Une campagne de communication encore floue
Pour éviter que ce manuel de survie ou ce kit de survie institutionnel ne finisse oublié dans un tiroir, une stratégie de communication institutionnelle solide est indispensable. Selon Nitidis, cela passe par trois piliers :
- Une narration pédagogique, éloignée du lexique militaire ou survivaliste ;
- Un discours multicanal, relayé à la fois dans les médias classiques, les réseaux sociaux, les collectivités locales ;
- Un portage politique assumé, avec des porte-parole formés et visibles.

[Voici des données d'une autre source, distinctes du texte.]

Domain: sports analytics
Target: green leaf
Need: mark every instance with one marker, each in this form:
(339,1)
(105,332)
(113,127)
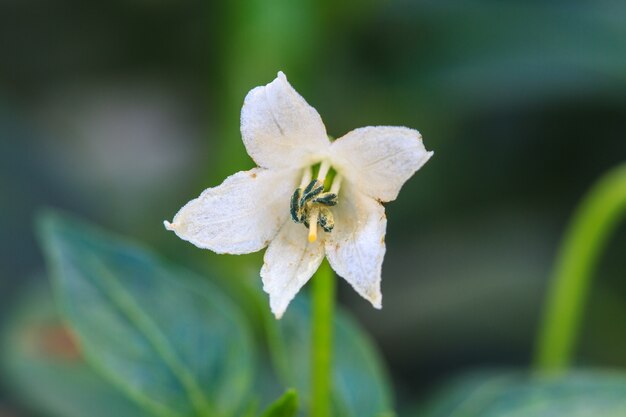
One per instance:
(360,383)
(46,369)
(517,394)
(285,406)
(166,336)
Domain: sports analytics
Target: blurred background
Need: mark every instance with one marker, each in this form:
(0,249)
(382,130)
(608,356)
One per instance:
(122,111)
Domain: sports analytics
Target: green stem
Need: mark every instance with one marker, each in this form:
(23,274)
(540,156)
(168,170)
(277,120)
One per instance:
(580,250)
(323,305)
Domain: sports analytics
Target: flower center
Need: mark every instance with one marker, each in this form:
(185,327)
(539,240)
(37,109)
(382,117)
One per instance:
(309,203)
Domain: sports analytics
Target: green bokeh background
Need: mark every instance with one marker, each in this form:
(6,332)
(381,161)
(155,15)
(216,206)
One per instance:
(122,111)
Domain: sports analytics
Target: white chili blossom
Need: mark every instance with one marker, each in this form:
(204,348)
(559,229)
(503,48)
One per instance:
(283,203)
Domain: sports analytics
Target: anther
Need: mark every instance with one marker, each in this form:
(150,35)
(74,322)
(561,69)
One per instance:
(326,219)
(324,168)
(294,207)
(328,199)
(311,191)
(313,224)
(336,184)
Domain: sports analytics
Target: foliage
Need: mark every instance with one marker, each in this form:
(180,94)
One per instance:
(146,338)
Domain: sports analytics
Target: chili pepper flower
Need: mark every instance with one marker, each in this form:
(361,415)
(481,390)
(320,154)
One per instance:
(294,205)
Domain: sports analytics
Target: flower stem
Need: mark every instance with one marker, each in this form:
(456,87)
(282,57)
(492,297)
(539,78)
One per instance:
(580,250)
(323,303)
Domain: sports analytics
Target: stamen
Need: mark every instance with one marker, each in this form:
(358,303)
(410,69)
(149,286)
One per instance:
(311,191)
(306,177)
(294,207)
(313,225)
(326,219)
(328,199)
(334,189)
(324,167)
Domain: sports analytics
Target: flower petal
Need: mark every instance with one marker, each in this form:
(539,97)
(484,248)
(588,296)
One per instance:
(356,246)
(279,128)
(239,216)
(379,159)
(290,260)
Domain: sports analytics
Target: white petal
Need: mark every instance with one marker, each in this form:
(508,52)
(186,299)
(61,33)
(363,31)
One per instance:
(379,159)
(290,261)
(356,246)
(280,129)
(239,216)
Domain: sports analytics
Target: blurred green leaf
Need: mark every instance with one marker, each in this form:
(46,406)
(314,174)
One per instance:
(164,335)
(285,406)
(360,384)
(47,371)
(516,394)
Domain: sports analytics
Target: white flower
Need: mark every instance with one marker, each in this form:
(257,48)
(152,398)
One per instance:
(280,204)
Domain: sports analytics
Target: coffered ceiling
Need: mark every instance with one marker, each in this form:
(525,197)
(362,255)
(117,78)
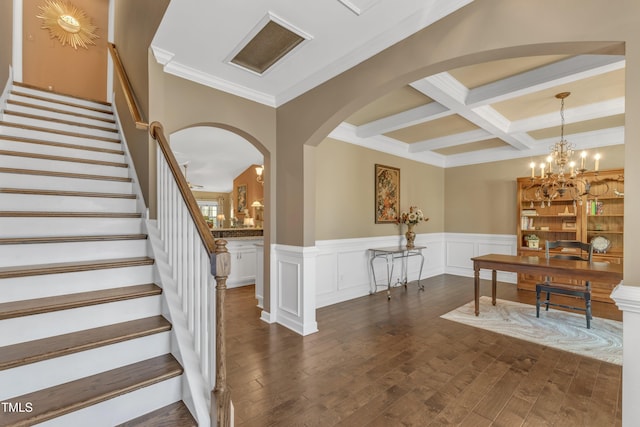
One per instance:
(499,110)
(486,112)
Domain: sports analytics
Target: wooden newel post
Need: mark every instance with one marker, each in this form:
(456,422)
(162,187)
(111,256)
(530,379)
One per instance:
(221,393)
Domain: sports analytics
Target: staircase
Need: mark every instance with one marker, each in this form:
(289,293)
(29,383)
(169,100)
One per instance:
(82,337)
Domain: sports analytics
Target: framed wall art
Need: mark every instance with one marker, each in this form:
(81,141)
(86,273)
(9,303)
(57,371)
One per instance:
(387,194)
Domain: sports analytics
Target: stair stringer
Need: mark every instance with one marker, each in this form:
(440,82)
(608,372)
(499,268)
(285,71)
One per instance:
(196,390)
(133,174)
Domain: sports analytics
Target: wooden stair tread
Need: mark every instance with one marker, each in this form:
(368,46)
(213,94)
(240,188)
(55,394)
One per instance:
(71,267)
(59,121)
(59,132)
(61,345)
(60,144)
(34,192)
(60,111)
(70,239)
(65,174)
(61,158)
(72,396)
(176,414)
(9,310)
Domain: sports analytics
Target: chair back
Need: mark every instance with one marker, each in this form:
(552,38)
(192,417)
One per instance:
(583,251)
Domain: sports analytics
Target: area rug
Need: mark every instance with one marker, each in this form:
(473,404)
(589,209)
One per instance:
(557,329)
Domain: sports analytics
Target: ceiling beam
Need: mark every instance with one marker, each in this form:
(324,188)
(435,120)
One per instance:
(448,91)
(414,116)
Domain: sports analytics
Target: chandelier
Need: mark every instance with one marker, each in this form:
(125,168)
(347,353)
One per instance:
(559,174)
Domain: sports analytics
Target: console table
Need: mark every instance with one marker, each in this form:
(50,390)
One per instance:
(390,254)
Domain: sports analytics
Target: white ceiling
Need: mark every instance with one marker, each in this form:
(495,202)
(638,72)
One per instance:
(214,157)
(482,113)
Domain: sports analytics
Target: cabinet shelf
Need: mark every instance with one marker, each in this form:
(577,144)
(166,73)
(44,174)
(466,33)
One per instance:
(553,230)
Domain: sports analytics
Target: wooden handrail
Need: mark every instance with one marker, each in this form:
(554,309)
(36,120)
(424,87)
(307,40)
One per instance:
(221,392)
(126,88)
(219,257)
(157,133)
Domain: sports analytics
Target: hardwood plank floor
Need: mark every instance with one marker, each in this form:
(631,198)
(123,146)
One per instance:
(397,363)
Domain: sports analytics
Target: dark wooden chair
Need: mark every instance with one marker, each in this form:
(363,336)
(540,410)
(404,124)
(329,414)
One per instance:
(575,250)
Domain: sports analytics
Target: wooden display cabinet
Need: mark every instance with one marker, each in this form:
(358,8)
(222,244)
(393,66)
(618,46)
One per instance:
(600,213)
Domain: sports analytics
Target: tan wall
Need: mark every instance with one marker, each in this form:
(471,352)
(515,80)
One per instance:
(255,191)
(46,63)
(482,198)
(482,31)
(135,25)
(345,191)
(224,198)
(178,104)
(6,40)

« On ne distribue pas un manuel de survie comme on diffuse un dépliant sur le tri des déchets. C’est un acte politique fort. Il faut assumer la démarche dans sa globalité », rappelle Laurent Vibert.
Comparaisons internationales : le précédent suédois
En 2018, la Suède a distribué un guide intitulé « If Crisis or War Comes ». Son contenu, très concret, a été bien accueilli, car il était accompagné d’une campagne de sensibilisation importante. Il incluait également un volet numérique accessible et relayé dans les écoles, les administrations et les médias nationaux.

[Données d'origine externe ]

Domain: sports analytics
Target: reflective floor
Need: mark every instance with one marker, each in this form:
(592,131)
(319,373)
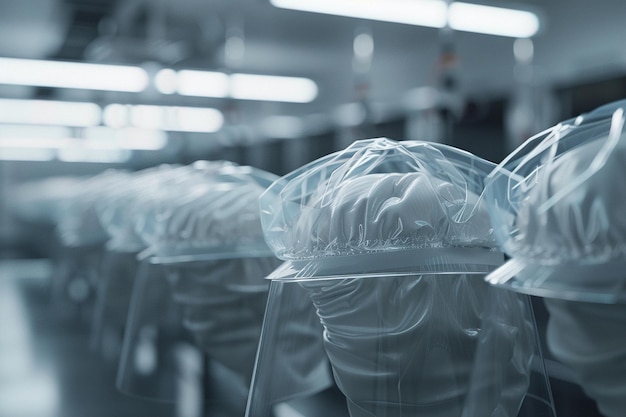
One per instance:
(46,367)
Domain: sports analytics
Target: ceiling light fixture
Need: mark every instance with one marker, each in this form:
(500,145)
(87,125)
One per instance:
(170,118)
(94,138)
(430,13)
(237,86)
(79,75)
(49,112)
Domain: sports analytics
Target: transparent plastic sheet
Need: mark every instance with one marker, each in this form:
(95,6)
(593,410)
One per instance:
(390,242)
(213,214)
(556,210)
(590,338)
(204,239)
(416,345)
(124,206)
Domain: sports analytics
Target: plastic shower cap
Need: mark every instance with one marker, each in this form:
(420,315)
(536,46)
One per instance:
(78,223)
(212,214)
(391,241)
(556,210)
(381,197)
(125,206)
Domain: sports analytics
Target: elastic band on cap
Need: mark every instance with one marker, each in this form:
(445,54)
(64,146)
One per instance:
(431,261)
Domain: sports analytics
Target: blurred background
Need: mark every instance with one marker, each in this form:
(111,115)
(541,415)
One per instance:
(88,85)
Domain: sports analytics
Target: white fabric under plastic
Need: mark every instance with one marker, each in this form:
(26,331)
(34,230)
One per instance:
(213,213)
(376,235)
(556,206)
(78,223)
(378,195)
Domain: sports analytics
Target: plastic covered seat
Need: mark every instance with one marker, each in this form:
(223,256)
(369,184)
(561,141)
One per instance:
(557,207)
(390,242)
(204,237)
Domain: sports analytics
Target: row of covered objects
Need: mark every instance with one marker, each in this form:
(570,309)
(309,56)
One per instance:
(370,282)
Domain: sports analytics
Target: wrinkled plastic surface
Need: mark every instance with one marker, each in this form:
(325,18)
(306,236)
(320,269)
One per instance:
(590,338)
(41,201)
(223,303)
(214,214)
(557,208)
(390,242)
(78,222)
(204,238)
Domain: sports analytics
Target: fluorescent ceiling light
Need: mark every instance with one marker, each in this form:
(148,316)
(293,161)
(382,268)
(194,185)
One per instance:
(237,86)
(72,75)
(77,154)
(48,112)
(430,13)
(272,88)
(492,20)
(126,138)
(92,138)
(201,83)
(170,118)
(27,154)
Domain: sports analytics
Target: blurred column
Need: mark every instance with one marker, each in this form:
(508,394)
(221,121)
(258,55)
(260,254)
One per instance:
(532,106)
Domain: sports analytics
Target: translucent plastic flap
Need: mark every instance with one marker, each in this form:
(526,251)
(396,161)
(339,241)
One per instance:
(427,345)
(387,244)
(556,205)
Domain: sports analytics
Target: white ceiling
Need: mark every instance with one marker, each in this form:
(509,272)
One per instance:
(580,38)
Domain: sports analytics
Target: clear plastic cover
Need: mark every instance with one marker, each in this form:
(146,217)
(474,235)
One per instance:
(205,241)
(389,242)
(377,196)
(118,212)
(214,214)
(556,210)
(590,338)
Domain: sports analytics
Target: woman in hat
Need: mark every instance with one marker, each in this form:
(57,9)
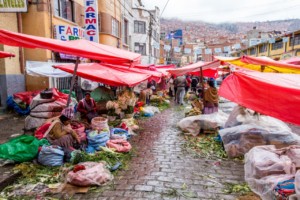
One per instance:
(61,134)
(87,108)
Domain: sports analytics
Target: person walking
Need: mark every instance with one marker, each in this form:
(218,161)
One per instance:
(194,84)
(181,83)
(211,99)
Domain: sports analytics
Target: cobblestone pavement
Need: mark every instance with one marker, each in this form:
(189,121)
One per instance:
(161,170)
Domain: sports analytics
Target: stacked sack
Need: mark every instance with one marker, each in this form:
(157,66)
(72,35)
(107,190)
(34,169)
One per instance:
(99,136)
(45,107)
(271,172)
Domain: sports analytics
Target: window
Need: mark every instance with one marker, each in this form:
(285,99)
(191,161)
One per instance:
(125,31)
(262,48)
(296,41)
(139,27)
(277,45)
(252,51)
(114,27)
(140,48)
(64,9)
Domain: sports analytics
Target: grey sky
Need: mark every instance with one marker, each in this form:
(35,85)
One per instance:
(228,10)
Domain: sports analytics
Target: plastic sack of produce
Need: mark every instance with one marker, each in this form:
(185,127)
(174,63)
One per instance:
(121,146)
(121,133)
(17,108)
(96,140)
(193,124)
(266,166)
(22,148)
(79,129)
(284,189)
(51,156)
(241,115)
(89,173)
(240,139)
(40,132)
(150,110)
(33,122)
(100,123)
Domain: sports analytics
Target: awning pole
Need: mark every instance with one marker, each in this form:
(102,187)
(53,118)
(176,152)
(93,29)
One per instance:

« L’exemple suédois montre qu’avec une narration cohérente et une stratégie de communication maîtrisée, ce type de manuel ou kit de survie peut gagner en légitimité », commente Laurent Vibert.
Et maintenant ?
L’initiative française est encore en phase préparatoire. Le manuel est attendu pour l’été. D’ici là, le gouvernement a l’opportunité d’adapter sa stratégie de communication, de mobiliser ses relais d’opinion, d’impliquer les collectivités locales, les institutions scolaires et les associations, et de rassurer sur les intentions réelles de cette opération. Il est encore temps de corriger la perception, et d’inspirer confiance plutôt que méfiance.

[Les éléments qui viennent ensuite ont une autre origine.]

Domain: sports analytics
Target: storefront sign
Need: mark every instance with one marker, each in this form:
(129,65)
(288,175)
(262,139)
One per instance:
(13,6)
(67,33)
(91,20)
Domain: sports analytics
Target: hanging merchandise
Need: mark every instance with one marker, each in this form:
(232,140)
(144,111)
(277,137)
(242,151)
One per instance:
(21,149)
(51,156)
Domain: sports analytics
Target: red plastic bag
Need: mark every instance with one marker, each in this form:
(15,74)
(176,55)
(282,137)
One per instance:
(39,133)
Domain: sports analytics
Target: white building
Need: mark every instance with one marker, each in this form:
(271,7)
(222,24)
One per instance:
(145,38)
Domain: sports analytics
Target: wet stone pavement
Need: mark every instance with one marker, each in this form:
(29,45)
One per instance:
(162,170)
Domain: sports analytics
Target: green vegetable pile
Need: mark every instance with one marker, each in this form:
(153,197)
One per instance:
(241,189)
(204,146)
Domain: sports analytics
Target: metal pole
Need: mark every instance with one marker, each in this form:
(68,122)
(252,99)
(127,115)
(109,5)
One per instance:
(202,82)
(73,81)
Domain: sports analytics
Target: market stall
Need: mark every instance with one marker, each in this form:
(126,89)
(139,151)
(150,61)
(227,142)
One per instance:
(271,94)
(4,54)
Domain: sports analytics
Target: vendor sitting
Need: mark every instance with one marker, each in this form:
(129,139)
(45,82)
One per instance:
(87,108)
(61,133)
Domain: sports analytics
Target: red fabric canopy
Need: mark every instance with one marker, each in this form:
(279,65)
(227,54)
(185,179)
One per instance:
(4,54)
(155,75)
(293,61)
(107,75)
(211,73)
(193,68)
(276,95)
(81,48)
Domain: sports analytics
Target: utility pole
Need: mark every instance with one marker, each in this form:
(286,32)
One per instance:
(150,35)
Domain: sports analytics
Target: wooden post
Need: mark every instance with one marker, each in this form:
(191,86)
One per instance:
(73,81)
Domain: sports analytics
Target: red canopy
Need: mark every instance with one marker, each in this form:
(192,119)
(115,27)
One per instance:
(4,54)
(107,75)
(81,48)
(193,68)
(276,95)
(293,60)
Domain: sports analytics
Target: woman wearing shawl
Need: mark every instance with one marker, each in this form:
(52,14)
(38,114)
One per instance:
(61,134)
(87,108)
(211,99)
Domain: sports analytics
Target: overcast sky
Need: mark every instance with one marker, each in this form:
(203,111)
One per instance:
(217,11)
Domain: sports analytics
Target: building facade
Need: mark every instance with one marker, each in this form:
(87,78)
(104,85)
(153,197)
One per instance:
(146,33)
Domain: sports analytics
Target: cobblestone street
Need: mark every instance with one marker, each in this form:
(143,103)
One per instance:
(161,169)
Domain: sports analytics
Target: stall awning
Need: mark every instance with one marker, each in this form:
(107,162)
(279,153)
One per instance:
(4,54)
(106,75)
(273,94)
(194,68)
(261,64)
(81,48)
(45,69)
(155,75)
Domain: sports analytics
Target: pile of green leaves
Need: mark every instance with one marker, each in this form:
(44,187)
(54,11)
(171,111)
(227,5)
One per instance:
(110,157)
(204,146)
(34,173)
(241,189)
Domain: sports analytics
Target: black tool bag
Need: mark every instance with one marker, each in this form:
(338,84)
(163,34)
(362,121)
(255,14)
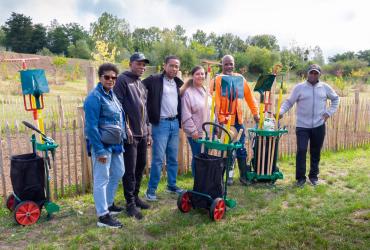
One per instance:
(27,174)
(208,179)
(254,160)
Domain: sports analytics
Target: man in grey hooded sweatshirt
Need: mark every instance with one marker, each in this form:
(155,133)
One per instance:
(312,112)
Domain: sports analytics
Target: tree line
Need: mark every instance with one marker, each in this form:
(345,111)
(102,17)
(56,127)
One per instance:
(112,35)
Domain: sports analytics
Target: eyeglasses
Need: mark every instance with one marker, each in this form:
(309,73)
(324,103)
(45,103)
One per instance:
(107,78)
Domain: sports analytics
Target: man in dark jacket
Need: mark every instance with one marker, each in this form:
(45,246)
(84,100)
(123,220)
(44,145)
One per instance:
(132,94)
(164,111)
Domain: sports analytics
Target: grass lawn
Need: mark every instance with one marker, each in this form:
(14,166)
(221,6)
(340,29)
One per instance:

« Ce n’est pas le manuel ou le kit qui provoque l’angoisse, c’est le silence autour de son objectif. Et ça, c’est un enjeu de communication qu’il est encore temps de corriger », conclut Laurent Vibert.
Pour conclure
Le manuel de survie – ou kit de survie – annoncé par l’État français pourrait devenir un outil précieux de sensibilisation… ou rester une opération mal comprise. Pour qu’il devienne un levier de résilience, il doit être intégré dans une démarche de long terme, pédagogique, transparente, et portée par une stratégie de communication alignée avec les enjeux actuels de la société. La réussite dépendra de la capacité de l’État à accompagner cette initiative par une parole claire, structurée et concertée, à l’opposé des improvisations ou des effets d’annonce.